Either unemployed or forced to work in even less desirable places, yes.
> They mostly stopped working in those fields because everyone hates farming and mining
https://en.wikipedia.org/wiki/1984%E2%80%931985_United_Kingd...
No matter how hard the work conditions are, people don't usually accept its disappearance.
Automatization reducing work can actually be a good thing, as it is the reason why we can have vacations, retirement and long studies: because the society's need for work is lower than before.
I can't be exactly sure of the intended target, but it certainly helps to increase the sense of FOMO among investors even if as an unintended side effect (though I don't think it is unintended).

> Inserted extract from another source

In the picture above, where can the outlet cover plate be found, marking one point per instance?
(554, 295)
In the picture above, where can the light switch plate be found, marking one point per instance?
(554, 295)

The conflicts of interest in a lot of AI research is pretty staggering.
This is a real concern but academic groups also need funding/papers/hype, universities are not fundamentally immune either
It feels a little like Nestle funding research that tells everyone chocolate is healthy. I mean, at least in this case they're not trying to hide it, but I feel that's just because the target audience for this blog, as you note, are rich investors who are desperate to to trust Anthropic, not consumers.
Given they are sentient meat trying express their “perception”, can we trust them?
Did you understand the point of my comment at all?
Yes, I think: it was we can't be sure we can trust output form self-interested research, I believe. Please feel free to correct me :) If you’re curious about mine, it’s sort of a humbly self aware Jonathan Swift homage.